Namibia is often referred to as the ‘land that God made in anger’, and when visiting the area, it is easy to see how this saying originated. Bound by the cold Atlantic Ocean, Namibia’s west coast is one of solitude, dunes and salt pans, where only the toughest of the tough survive the harsh conditions.
The Skeleton Coast Park in north-western Namibia is managed as a wilderness reserve. It stretches from the Ugab River in the south to the Kunene River in the north, approximately 16 845km². The Park is renowned for its hundreds of species of lichen that grow on the plains and west-facing mountain slopes and is also home to a variety of game, including gemsbok, springbok, jackal, ostrich, giraffe, lion, black rhino and the brown hyena. The area offers some of the best angling opportunities in Namibia, with excellent conditions seeing an influx of would-be anglers, all eager to prove their worth. Popular spots include Terrace Bay and Torra Bay which welcomes visitors in December and January.

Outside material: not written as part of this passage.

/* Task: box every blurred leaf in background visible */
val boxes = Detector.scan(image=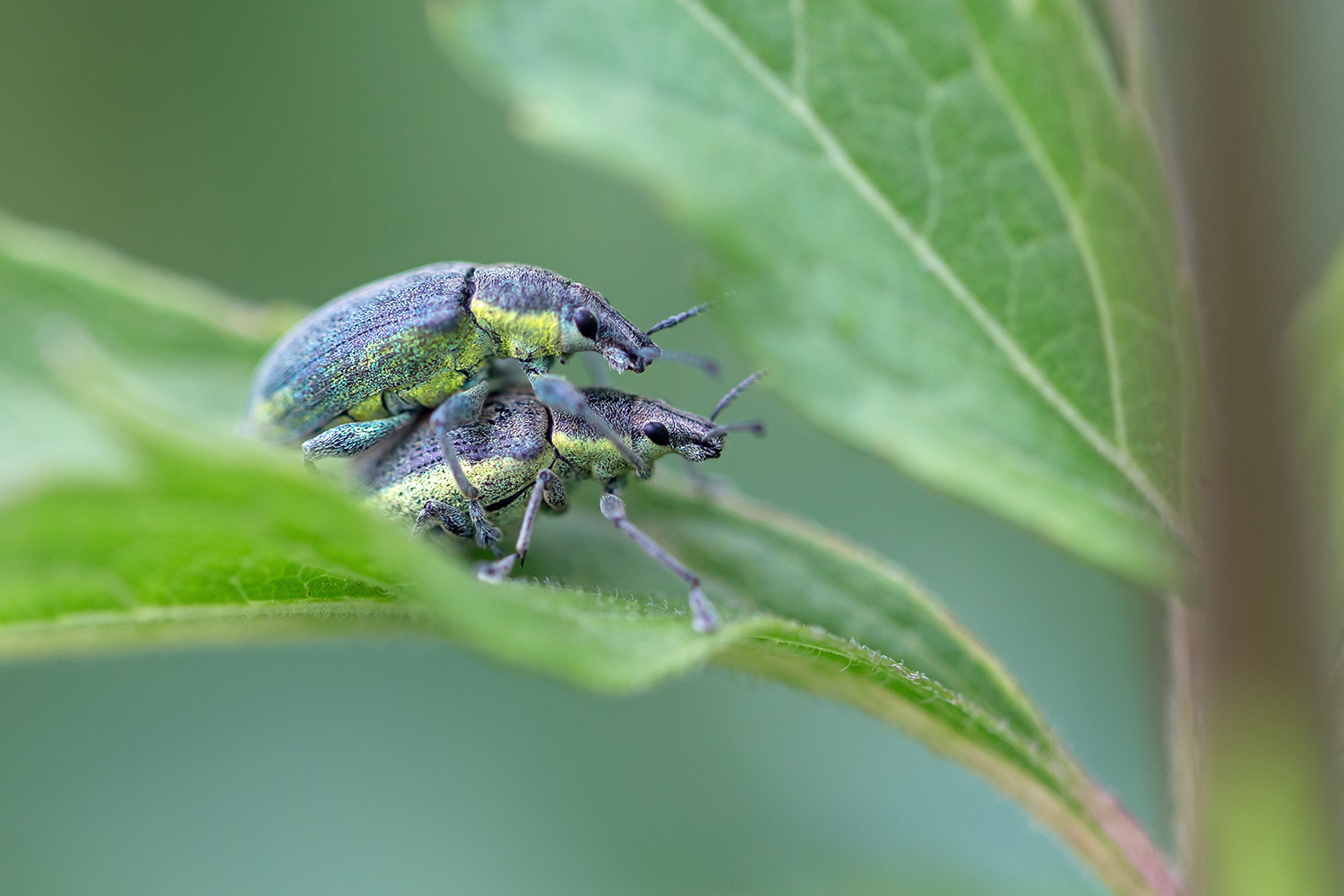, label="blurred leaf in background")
[432,0,1195,587]
[0,211,1169,893]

Major towns: Skeleton Coast, Kaokoland, Twyfelfontein. Opuwo.
Major Tourism Attractions
Skeleton Coast Park, Twyfelfontein (UNESCO World Heritage Site), The Himba People, Adapted Desert Elephant, Epupa Falls
Travelling inwards towards the Kaokoland, known for its sand plains and rocky hillsides, one is sure to meet the Himba people who call this region home. Their nomadic way of life provides testimony that life is more than just survival; instead, it is the enjoyment of every day as it comes. Their traditional dress includes rubbing their bodies with red ochre and fat to protect their skin against the elements while wearing body adornments made from iron and shells to beautify themselves.

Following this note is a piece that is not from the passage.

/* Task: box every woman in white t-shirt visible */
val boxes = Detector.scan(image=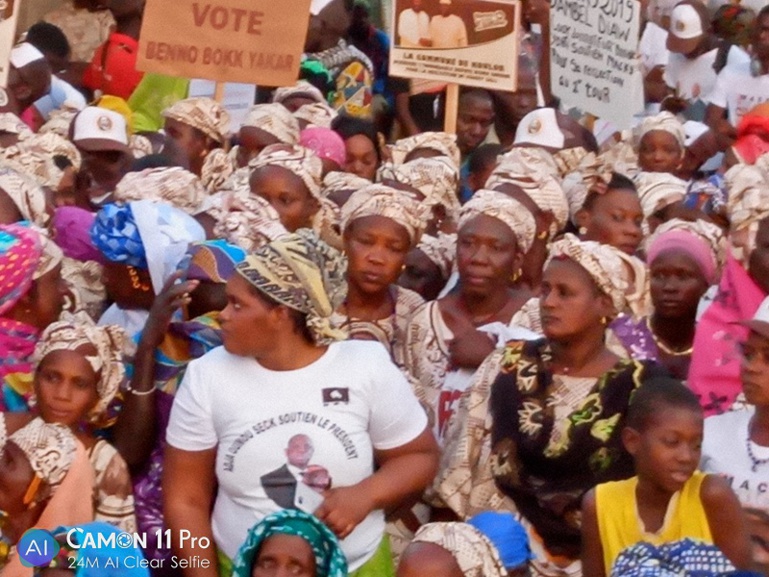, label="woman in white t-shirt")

Twyfelfontein, nestled near the Brandberg Mountains, is home to ancient rock engravings and was named Namibia’s first UNESCO World Heritage Site in 2007. In addition, Twyfelfontein houses the most extensive open-air art gallery within Namibia. Engravings are best seen during the early morning or late afternoon when it is cooler, a point to consider when you are planning your route. The engravings are better photographed in the morning, with the shadows being cast, allowing for fewer glares on the artwork.
While God may have made Namibia in anger, His attention to detail, the breath-taking landscape and all that the region entails contribute towards enticing people to visit it and experience it first-hand.